Heat content from the current Kelvin Wave is enough to continue to keep Equatorial Pacific sea surface temperatures in present ranges or to push for further warming over at least the next 1-2 months. A set of factors that will almost certainly lock near moderate El Nino conditions in through Summer and general El Nino conditions through early Autumn. The result is that the extra heat bleed off the Pacific Ocean will combine with the impressive human forcing to generate a high risk that 2015 atmospheric temperatures will beat out all-time record highs set in 2014.
(Unweighted model ensemble runs show the current El Nino peaking out at extreme intensity. Long range model runs can be quite uncertain, but these are very high values. Image source: NOAA Seasonal and Monthly SST Anomalies.)
NOAA model runs also show a potential for El Nino strengthening through the end of 2015. Probability weighted CFS model ensembles (PDF) point toward a seasonal anomaly for Nino 3.4 in the range of 1998 Super El Nino values at 2.1 degrees Celsius above average by the end of 2015. Mean model runs (non-weighted) push the long range forecast heat values even higher at 2.6 C above seasonal averages or 2.75 C above monthly averages.
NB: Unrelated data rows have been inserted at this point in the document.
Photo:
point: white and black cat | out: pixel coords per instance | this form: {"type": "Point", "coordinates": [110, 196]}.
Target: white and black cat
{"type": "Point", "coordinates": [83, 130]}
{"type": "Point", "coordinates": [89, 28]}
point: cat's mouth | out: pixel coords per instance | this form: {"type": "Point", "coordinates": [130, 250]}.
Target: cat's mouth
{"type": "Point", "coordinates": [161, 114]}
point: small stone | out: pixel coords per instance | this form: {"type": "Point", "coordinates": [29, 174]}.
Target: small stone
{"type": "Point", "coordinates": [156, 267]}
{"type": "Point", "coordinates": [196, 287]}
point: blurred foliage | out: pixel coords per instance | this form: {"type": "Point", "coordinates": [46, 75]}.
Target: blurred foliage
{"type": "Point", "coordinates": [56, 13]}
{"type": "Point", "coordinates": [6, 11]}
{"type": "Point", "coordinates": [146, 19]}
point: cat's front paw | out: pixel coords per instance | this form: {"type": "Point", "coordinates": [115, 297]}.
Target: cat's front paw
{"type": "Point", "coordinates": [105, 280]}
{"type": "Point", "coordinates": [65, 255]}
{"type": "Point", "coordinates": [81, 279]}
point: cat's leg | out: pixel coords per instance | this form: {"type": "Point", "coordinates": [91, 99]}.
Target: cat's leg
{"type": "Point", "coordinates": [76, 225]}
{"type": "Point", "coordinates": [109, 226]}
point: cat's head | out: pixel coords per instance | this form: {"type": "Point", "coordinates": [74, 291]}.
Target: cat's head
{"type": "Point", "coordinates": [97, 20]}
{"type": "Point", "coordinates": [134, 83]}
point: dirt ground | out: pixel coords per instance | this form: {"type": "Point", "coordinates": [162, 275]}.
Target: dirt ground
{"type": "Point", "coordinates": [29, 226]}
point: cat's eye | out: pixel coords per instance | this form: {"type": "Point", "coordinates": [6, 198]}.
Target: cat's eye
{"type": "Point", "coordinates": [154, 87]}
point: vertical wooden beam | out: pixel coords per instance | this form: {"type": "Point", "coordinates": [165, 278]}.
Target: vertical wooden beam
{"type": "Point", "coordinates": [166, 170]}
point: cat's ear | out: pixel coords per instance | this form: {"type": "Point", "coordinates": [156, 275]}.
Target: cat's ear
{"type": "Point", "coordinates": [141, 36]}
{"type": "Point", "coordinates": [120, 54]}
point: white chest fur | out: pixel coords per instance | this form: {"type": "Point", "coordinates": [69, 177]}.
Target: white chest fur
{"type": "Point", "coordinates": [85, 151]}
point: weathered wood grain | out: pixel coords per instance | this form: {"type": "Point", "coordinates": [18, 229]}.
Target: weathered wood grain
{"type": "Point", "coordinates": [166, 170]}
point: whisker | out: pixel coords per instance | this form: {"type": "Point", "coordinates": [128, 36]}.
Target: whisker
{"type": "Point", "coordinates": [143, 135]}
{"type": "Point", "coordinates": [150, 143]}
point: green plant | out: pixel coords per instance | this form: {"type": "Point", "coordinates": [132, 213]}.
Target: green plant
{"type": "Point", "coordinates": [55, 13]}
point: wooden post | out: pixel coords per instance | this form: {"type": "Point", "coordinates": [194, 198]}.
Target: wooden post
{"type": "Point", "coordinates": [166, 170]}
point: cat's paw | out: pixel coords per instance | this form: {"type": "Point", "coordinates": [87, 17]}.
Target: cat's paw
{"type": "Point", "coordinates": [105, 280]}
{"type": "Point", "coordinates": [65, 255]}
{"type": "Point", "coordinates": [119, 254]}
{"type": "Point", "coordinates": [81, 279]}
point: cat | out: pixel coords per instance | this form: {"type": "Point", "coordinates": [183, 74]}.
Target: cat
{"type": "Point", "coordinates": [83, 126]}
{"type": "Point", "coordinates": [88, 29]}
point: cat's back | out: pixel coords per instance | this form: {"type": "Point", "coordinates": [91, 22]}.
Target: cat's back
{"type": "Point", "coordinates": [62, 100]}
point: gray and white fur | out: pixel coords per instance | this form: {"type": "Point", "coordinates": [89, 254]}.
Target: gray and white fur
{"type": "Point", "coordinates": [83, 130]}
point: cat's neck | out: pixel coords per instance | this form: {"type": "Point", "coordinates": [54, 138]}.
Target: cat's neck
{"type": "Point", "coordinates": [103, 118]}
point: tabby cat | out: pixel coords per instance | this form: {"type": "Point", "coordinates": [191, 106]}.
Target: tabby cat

These unweighted long range forecasts are well outside the strength of even the monster event of nearly two decades ago. A new super El Nino that would have very serious consequences for global temperatures and result in far-reaching climate impacts should it emerge. Atmospheric temperatures that are now in the range of +0.7 C above 20th Century averages and +0.9 C above 1880s values could well push into a new range at +0.8 C and +1 C, or higher, respectively.
(Long range models show Equatorial Pacific has potential to hit near Super El Nino status by late 2015. At this time, such model runs are low certainty. Image source: NOAA Seasonal and Monthly SST Anomalies.)
Cranking up the Human Hothouse
Entering the range of 1-2 C above 1880s values is a zone of heat anomaly that will amplify already apparent ice sheet melt, sea level rise, droughts, wildfires, water stress, and ocean health impacts. At temperatures around +1.5 C we begin to enter a period of strong glacial outflows, weather instability, geophysical changes, and record related storm events in a ‘Storms of My Grandchildren‘ type scenario. At +2 C these very dangerous impacts will likely be in full swing.
It is worth noting that it took 10,000 years to warm the world 4 degrees Celsius at the end of the last ice age. Under current human fossil fuel burning scenarios, it is likely that we reach half that threshold in just 150 to 170 years — from 1880 to 2030-2050. A rapid reduction in fossil fuel emissions along a progression to a net carbon negative human society over the next few decades is absolutely necessary to prevent these outcomes. And while model forecasts indicating the potential for a Super El Nino type event for late 2015 may be somewhat uncertain, there is a much higher certainty that very dangerous climate impacts starting at the current level of human warming will ramp up here on out — with the 1.5 C threshold looking very bad and the 2.0 C threshold looking terrible.
As such, we should do all we can to prevent hitting those marks.